Sunday, March 1, 2015


Every once in a while, as you're reading a bit of Bible, you come upon something that doesn't stand out as crucial, but you wonder why it's there. We have one of those in John's account of Thomas meeting the risen Jesus. Listen.

Eight days later, his disciples were inside again, and Thomas was with them. Although the doors were locked, Jesus came and stood among them and said, “Peace be with you.” Then he said to Thomas, “Put your finger here, and see my hands; and put out your hand, and place it in my side. Do not disbelieve, but believe.” Thomas answered him, “My Lord and my God!” Jesus said to him, “Have you believed because you have seen me? Blessed are those who have not seen and yet have believed.”

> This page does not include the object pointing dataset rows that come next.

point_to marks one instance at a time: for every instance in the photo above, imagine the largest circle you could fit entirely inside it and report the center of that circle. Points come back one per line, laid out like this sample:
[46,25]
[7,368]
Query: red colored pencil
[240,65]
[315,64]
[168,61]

The non-crucial but interesting item is at the beginning of the paragraph.
'Eight days later...' And here's why this stood out to me. Why did Jesus delay until the eighth day after His first appearance to show up again? Why did Jesus make Thomas wait?

He does that sort of thing throughout the Scriptures. So, for example, consider the storyline of the Bible: the creation of everything, the fall into sin, redemption by the Cross and then, the restoration of everything as a new heavens and new earth when Jesus returns. It is taking thousands and thousands and thousands of years to go from creation to restoration and we're not done yet. Have you ever thought what it would be like if Jesus did it much more quickly. Consider this alternative. Genesis 1 and 2, creation. And then, Genesis 3 the fall into sin. That's just as we have it now. But then, in Genesis 4, Jesus shows up to redeem by the Cross, followed by Genesis 5, restoration, the end of the Bible and the beginning of the new heavens and the new earth . What if, instead of thousands of years, it all took a month? But it isn't taking a month, is it? We're still waiting.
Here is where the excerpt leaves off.